Encouragingly, Quayle believes modern slavery is now far higher on the corporate risk register of major food retailers than it was even six months ago. WISE, however, is a little more reserved in its judgement: the legal requirement to publish reports on slavery hasn’t yet kicked in for companies with a financial year ending before 31 March, so it doesn’t yet have a full picture on compliance. But WISE’s director of risk assessment, Cristina Talens, warns of “PR suicide” should any big company decide not to.
“I don’t think any company wants to be associated with modern slavery, and they have a vested interest in tackling it head on. When they do report, we will have a better picture of how the sector is approaching the problem. We have to remember that this is new legislation and the first year of annual reporting.”
Indeed, there are signs already that major grocery players are now taking this increasingly seriously. Tesco, for example, has overhauled its auditing procedure to better tackle slavery issues. The retailer said in its 2016 annual report: “Historically, our Ethical Trading programme was based on audits by independent companies, with action plans followed up by the same audit companies. We realised we could be even more effective by changing this model, particularly when the most important human rights challenges often occur in the lower tiers of long, global supply chains. As a result, we have been developing our own capability to identify human rights risk through a due diligence process that looks end to end in the supply chain and seeks to address systemic challenges, such as modern slavery, wherever they occur.”
Waitrose and the John Lewis Partnership, meanwhile, published their first dedicated Human Rights and Modern Slavery Report in April. For this, Waitrose asked WISE to conduct a desk-based review of 2,000 horticultural suppliers across 92 countries, and is has now embarked on a three-year programme of modern slavery risk assessments focusing on three countries a year and up to 15 suppliers in each. The first began in Italy, moved to Spain and is now looking at suppliers in Britain. The next two years will cover Peru, Chile, Israel, Kenya, Argentina and Mexico. “Our second year has a more in-depth look at the tomato industry, where modern slavery risk has been reported, so there will be 25 sites covered in total,” says Talens, who is leading the work.
See also: Modern Slavery Act will require retailer pressure on suppliers
The scale of these assessments shows just how challenging and labour-intensive it is to unpick major grocery supply chains.

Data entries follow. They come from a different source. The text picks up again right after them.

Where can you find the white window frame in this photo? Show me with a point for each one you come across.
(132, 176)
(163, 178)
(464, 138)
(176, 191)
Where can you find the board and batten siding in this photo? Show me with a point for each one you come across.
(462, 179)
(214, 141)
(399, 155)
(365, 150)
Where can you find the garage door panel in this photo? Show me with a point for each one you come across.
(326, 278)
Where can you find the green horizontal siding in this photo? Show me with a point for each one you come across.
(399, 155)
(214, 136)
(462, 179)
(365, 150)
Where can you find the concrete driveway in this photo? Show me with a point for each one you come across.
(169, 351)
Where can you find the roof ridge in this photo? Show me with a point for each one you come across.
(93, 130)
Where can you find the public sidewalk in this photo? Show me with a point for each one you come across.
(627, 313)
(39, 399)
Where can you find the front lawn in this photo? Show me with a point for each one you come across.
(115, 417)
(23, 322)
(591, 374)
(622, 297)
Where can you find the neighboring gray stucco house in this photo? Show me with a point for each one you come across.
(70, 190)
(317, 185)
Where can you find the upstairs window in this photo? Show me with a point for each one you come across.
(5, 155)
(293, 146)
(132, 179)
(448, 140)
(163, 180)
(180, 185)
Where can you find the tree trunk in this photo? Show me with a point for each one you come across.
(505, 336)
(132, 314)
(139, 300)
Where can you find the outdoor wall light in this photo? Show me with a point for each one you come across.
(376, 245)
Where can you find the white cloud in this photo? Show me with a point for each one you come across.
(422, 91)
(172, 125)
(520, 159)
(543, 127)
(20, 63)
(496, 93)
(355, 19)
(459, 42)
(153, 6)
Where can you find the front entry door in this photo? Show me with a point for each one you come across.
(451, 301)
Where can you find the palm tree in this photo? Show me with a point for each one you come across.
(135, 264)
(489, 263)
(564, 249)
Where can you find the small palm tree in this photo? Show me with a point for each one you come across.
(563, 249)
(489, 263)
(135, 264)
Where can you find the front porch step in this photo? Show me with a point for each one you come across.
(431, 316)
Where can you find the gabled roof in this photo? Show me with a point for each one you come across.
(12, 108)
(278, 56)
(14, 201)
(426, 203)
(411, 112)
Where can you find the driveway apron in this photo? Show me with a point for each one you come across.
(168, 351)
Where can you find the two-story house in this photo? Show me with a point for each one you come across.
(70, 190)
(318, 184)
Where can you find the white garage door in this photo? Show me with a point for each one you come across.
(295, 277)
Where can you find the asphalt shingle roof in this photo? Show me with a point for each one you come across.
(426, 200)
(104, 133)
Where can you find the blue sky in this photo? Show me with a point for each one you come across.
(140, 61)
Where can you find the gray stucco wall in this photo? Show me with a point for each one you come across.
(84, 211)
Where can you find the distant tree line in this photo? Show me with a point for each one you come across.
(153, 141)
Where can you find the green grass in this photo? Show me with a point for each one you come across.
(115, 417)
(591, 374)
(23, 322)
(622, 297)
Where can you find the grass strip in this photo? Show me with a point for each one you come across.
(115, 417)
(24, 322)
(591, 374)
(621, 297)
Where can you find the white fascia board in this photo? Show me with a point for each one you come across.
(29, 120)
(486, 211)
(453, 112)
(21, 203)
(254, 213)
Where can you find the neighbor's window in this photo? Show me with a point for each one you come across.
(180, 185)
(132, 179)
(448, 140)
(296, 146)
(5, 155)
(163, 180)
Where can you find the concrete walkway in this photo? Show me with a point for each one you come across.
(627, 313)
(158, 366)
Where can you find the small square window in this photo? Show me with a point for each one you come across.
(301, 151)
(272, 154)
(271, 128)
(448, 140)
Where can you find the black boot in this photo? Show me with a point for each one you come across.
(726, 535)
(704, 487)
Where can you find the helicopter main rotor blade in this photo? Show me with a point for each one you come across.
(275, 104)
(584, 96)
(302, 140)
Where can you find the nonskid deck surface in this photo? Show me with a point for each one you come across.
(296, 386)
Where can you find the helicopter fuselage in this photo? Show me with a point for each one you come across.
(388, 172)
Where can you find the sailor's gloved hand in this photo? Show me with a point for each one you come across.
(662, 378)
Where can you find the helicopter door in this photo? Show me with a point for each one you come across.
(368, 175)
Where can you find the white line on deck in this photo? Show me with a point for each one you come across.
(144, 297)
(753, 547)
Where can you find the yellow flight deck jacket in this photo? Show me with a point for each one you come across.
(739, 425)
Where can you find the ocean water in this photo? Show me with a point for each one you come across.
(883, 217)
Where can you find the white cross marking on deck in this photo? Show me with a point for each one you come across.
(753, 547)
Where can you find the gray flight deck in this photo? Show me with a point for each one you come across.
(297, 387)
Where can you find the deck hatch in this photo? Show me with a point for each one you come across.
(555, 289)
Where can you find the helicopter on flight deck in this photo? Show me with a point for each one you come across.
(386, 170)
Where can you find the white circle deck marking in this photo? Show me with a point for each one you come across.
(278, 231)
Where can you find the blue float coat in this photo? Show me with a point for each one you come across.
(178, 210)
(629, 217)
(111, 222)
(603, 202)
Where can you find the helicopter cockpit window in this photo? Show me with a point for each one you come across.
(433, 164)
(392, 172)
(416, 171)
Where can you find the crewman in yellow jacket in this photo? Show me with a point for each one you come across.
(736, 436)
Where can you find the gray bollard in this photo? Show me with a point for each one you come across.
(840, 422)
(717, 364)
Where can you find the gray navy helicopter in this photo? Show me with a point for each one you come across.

But Waitrose responsible sourcing manager Amali Bunter says the retailer is learning a lot from the exercise and will be keen to share best practice across the industry.
Given how much effort some players are putting into tackling slavery, it’s important the government supports them through tough laws, enforcement and penalties, adds the British Retail Consortium. “We called on the government to make it a requirement that all businesses publish a statement on the steps they are taking to tackle modern slavery as part of the MSA because we need a clear, transparent system that challenges all companies to take action,” says head of sustainability Peter Andrews.
“We’ve long argued the greater the number of businesses engaged in the conversation around Modern Slavery the better chance we all stand of tackling it effectively.”